Michael Hochgeschwender

Amerikanische Religion

Evangelikalismus, Pfingstlertum und Fundamentalismus
Cover: Amerikanische Religion
Suhrkamp Verlag, Frankfurt am Main 2007
ISBN 9783458710059
Gebunden, 316 Seiten, 19,80 EUR

Klappentext

Zu den Eigenheiten der amerikanischen Gesellschaft zählt ein im Vergleich zu den ebenfalls hochindustrialisierten westeuropäischen Gesellschaften erstaunliches Maß an Religiosität. Dabei nehmen evangelikale, fundamentalistische und aus der Pfingstbewegung stammende Religionsformen eine Sonderstellung ein. Michael Hochgeschwender beschreibt in seinem Essay die Ursprünge und Ursachen der spezifisch amerikanischen Religiosität und die in den letzten 200 Jahren immer wieder auftretenden evangelikalen Erweckungsbewegungen.

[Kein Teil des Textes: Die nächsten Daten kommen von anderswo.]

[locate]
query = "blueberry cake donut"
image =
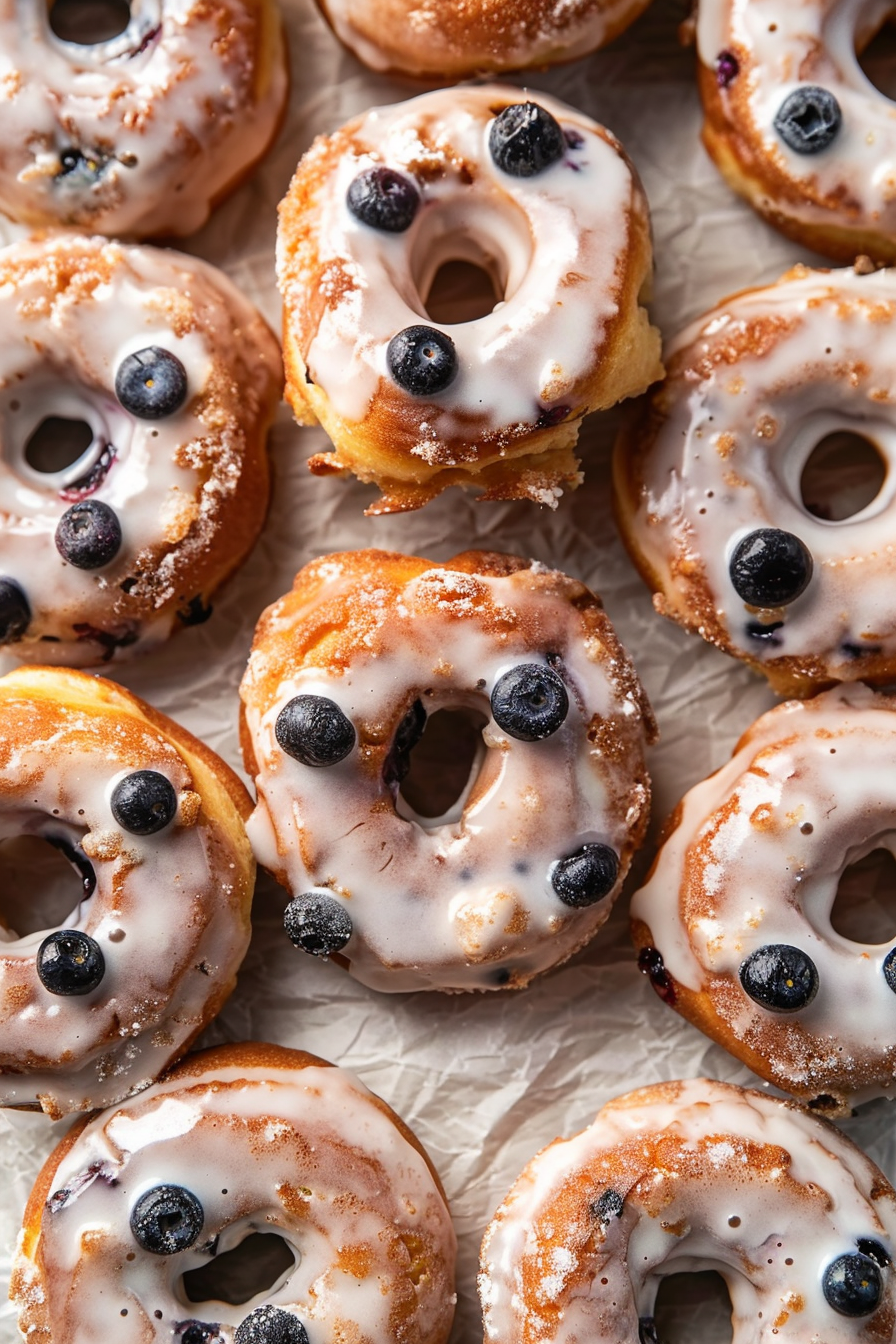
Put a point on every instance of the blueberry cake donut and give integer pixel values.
(136, 390)
(143, 1215)
(153, 825)
(688, 1176)
(144, 133)
(449, 762)
(539, 198)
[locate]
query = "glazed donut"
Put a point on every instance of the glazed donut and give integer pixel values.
(527, 854)
(708, 480)
(450, 39)
(172, 378)
(689, 1176)
(734, 924)
(144, 133)
(152, 823)
(538, 196)
(137, 1206)
(794, 124)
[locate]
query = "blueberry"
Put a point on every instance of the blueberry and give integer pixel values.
(770, 567)
(524, 140)
(151, 383)
(315, 730)
(167, 1219)
(70, 962)
(383, 199)
(89, 535)
(809, 120)
(317, 924)
(852, 1285)
(144, 803)
(529, 702)
(586, 876)
(779, 977)
(270, 1325)
(422, 360)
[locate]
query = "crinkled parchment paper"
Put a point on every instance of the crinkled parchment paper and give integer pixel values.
(485, 1081)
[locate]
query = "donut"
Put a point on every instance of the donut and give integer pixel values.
(136, 391)
(450, 39)
(153, 827)
(497, 851)
(539, 198)
(734, 922)
(143, 1221)
(688, 1176)
(140, 135)
(794, 124)
(709, 480)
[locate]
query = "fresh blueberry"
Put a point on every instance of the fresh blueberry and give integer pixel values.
(144, 803)
(524, 140)
(422, 360)
(384, 199)
(70, 962)
(151, 383)
(167, 1219)
(809, 120)
(587, 875)
(315, 730)
(852, 1285)
(317, 924)
(529, 702)
(770, 567)
(89, 535)
(779, 977)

Rezensionsnotiz zu Neue Zürcher Zeitung, 19.01.2008

Differenziert betrachtet Rezensent Friedrich Wilhelm Graf diese religionsgeschichtliche Studie zu Evangelikalismus, Pfingstlertum und Fundamentalismus in den USA, die der Amerikanist Michael Hochgeschwender vorgelegt hat. Weitgehend einverstanden ist er mit der Darstellung der Entstehung des nordamerikanischen Protestantismus und der verschiedenen Erweckungsbewegungen. Auch die Deutung des klassischen Fundamentalismus um 1910 als modern-antimoderne Reaktion auf eine Krise der Moderne scheint Graf überzeugend. Er betont Hochgeschwenders Akzentuierung der progressiven, weil egalitären Züge in den amerikanischen Heilsbewegungen seit dem späten 18. Jahrhundert, die sonst oft unter den Tisch fallen. Bei der Darstellung des Neofundamentalismus schätzt er dessen soziologische Einordnung, moniert aber in diesem Zusammenhang einige theologische Aussagen. Er vermisst Ausführungen über die Bindungs- und Integrationskraft der amerikanischen Religiosität. Zudem kritisiert er die jargonlastige Sprache der Darstellung, die eingestreuten "privaten politischen Werturteile" und "bisweilen moralisierenden Grundton" des Autors sowie einige theologiegeschichtliche Fehler.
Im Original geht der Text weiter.